A compra da Globalstar pela Amazon, anunciada nesta terça-feira (14/04), por US$ 11,57 bilhões, marca um avanço decisivo da empresa no mercado de internet via satélite. O movimento impacta diretamente a disputa tecnológica global, acelera o projeto espacial da companhia e reposiciona o grupo na corrida contra a Starlink, de Elon Musk.
A aquisição vai além de um simples reforço operacional. Ao incorporar a infraestrutura da Globalstar, a Amazon passa a controlar uma base estratégica de satélites e tecnologia já em funcionamento, reduzindo o tempo necessário para escalar seu serviço de internet orbital.
Hoje, a empresa opera mais de 200 satélites, mas tem um plano ambicioso: lançar cerca de 3.200 unidades até 2029. Metade dessa constelação precisa estar ativa até julho de 2026, prazo regulatório que pressiona a execução do projeto.
Nesse contexto, a compra acelera a capacidade de entrega e diminui riscos de atraso.
O que a Amazon ganha com a compra da Globalstar
A Globalstar entra no negócio como um ativo pronto. A empresa possui uma rede de satélites em órbita baixa e experiência consolidada em serviços de voz, dados e rastreamento para empresas, governos e consumidores.
Além disso, a companhia ficou conhecida por fornecer a tecnologia do recurso SOS de Emergência da Apple, o que demonstra capacidade de operar em serviços críticos e de alta confiabilidade.
Na prática, a Amazon passa a integrar:
- infraestrutura já ativa
- expertise operacional no setor
- contratos e clientes existentes
Isso reduz a dependência exclusiva do desenvolvimento interno do projeto iniciado por Jeff Bezos em 2019, conhecido como Project Kuiper, agora rebatizado como Amazon Leo.

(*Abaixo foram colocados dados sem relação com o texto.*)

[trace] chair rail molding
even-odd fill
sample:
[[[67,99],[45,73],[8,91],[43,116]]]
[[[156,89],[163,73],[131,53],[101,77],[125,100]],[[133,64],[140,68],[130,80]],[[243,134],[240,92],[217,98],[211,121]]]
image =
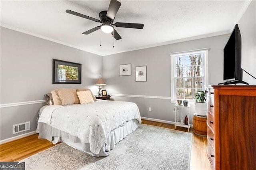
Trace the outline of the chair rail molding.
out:
[[[138,97],[142,98],[150,98],[150,99],[171,99],[171,97],[165,96],[148,96],[142,95],[122,95],[117,94],[109,94],[109,95],[111,96],[116,96],[120,97]]]
[[[23,105],[32,105],[33,104],[42,103],[45,103],[45,100],[35,100],[34,101],[24,101],[23,102],[12,103],[11,103],[0,104],[0,108],[4,107],[13,107],[14,106],[22,106]]]

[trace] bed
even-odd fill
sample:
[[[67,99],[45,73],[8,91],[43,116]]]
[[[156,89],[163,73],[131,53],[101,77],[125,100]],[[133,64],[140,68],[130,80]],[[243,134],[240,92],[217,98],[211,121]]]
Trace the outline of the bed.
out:
[[[39,111],[38,138],[95,156],[107,156],[141,123],[132,102],[97,100],[89,104],[46,105]]]

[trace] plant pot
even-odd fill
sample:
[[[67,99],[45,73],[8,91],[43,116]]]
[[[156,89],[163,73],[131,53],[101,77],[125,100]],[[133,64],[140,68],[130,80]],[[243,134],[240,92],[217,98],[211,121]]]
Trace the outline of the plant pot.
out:
[[[206,116],[207,113],[207,107],[206,103],[195,102],[196,114],[200,116]]]

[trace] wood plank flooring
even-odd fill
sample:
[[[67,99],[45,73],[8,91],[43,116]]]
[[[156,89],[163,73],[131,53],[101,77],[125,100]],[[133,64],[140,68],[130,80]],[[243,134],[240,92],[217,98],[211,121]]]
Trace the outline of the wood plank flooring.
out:
[[[145,120],[142,123],[153,126],[174,129],[173,125]],[[188,132],[187,128],[178,127],[177,130]],[[206,137],[195,135],[193,128],[192,148],[190,159],[190,170],[211,170],[212,169],[206,153],[207,140]],[[33,155],[54,146],[46,139],[38,139],[35,134],[0,145],[0,161],[17,161]]]

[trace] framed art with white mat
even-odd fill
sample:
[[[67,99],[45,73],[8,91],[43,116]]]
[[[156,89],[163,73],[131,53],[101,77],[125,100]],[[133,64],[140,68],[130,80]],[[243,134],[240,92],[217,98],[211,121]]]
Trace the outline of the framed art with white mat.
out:
[[[131,64],[119,65],[119,76],[132,75],[131,67]]]
[[[147,81],[147,66],[135,67],[136,81]]]

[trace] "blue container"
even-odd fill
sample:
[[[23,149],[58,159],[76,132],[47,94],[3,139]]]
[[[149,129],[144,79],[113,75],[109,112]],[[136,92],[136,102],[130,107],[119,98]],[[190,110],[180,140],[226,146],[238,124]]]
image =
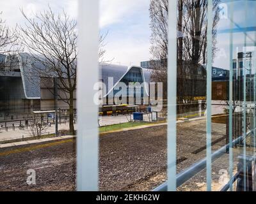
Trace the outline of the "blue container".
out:
[[[133,120],[143,120],[143,113],[140,112],[133,113]]]

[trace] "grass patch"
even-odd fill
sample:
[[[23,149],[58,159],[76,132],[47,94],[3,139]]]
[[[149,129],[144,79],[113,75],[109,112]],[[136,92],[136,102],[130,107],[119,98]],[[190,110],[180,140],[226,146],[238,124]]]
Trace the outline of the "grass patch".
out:
[[[143,125],[147,125],[148,124],[152,124],[152,122],[125,122],[125,123],[120,123],[120,124],[115,124],[113,125],[106,126],[101,126],[99,127],[100,133],[111,131],[115,130],[118,130],[120,129],[124,128],[129,128],[132,127],[137,127]]]
[[[75,131],[75,133],[76,133],[76,131]],[[70,133],[67,133],[65,135],[62,135],[61,134],[60,136],[64,136],[64,135],[72,135],[72,134]],[[56,138],[55,133],[43,135],[41,136],[40,139],[51,138]],[[23,141],[29,141],[29,140],[38,140],[37,137],[29,136],[29,137],[24,138],[23,139],[22,138],[20,138],[19,139],[0,141],[0,144],[6,144],[6,143],[8,143],[19,142],[23,142]]]

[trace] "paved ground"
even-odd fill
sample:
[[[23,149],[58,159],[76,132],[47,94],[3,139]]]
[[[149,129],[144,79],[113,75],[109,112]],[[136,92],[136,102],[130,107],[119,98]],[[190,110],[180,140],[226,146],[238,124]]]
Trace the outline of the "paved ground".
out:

Pressão por escala e prazo regulatório
O fator tempo é central na decisão. Para manter suas licenças e operar plenamente, a Amazon precisa cumprir metas rígidas de lançamento. Sem escala suficiente, a empresa corria o risco de perder espaço antes mesmo de consolidar sua operação.
Com a aquisição, a companhia antecipa etapas críticas:
- acelera a expansão da rede
- amplia cobertura mais rapidamente
- reduz gargalos técnicos e logísticos
Isso coloca a Amazon em uma posição mais competitiva no curto prazo.

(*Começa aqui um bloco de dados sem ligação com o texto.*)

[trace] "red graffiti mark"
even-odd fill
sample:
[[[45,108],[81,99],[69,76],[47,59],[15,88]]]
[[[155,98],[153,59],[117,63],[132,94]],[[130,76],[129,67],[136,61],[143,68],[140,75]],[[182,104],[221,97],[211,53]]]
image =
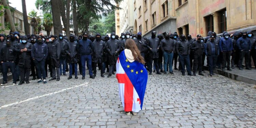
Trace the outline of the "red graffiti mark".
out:
[[[201,28],[201,30],[200,31],[200,33],[201,33],[201,34],[203,34],[203,28]]]
[[[201,13],[203,15],[204,15],[205,13],[209,12],[213,8],[218,6],[220,4],[224,3],[225,1],[224,0],[218,0],[213,4],[211,5],[210,6],[208,6],[204,8],[204,9],[202,10],[201,11]]]

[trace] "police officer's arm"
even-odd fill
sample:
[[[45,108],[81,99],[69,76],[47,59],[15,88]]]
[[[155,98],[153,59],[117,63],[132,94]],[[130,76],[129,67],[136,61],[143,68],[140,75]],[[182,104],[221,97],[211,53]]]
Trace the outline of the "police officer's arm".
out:
[[[44,59],[46,60],[46,59],[47,59],[47,57],[48,56],[49,51],[48,51],[48,48],[47,48],[47,45],[45,44],[45,45],[46,48],[44,48]]]
[[[59,60],[60,59],[60,52],[61,51],[61,48],[60,44],[59,43],[56,43],[57,49],[57,59]]]

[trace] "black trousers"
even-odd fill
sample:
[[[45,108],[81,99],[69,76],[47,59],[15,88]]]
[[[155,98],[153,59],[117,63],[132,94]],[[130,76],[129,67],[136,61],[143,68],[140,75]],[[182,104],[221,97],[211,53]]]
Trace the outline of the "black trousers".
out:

O tamanho da aposta no mercado de satélites
O investimento de US$ 11,57 bilhões na Globalstar mostra que a Amazon trata o setor como estratégico, e não como um projeto paralelo.
O mercado de internet via satélite é considerado uma das principais fronteiras de crescimento da tecnologia, com impacto direto em:
- conectividade global
- expansão digital em regiões remotas
- novos serviços baseados em dados
A entrada mais agressiva da Amazon sinaliza que o setor tende a se consolidar entre grandes players com capacidade de investimento massivo.
Como a Globalstar se encaixa na estratégia da Amazon
Antes da compra, a Globalstar operava cerca de duas dezenas de satélites, com planos de expansão para 54 unidades, incluindo reservas. Esse número é pequeno comparado à ambição da Amazon, mas representa um ponto de partida funcional.
Ao integrar essa base, a Amazon ganha:
- tempo de desenvolvimento
- presença imediata no mercado
- infraestrutura complementar ao seu projeto principal
A lógica é acelerar o caminho até a escala global.
O que muda com a compra da Globalstar pela Amazon
A compra da Globalstar pela Amazon transforma o ritmo de execução do seu projeto de satélites. Em vez de depender apenas de lançamentos futuros, a empresa passa a operar com uma base já existente, o que encurta o caminho até a oferta comercial.
Para o mercado, o movimento indica que a disputa pela infraestrutura espacial deixou de ser experimental e entrou em uma fase de investimento pesado e consolidação.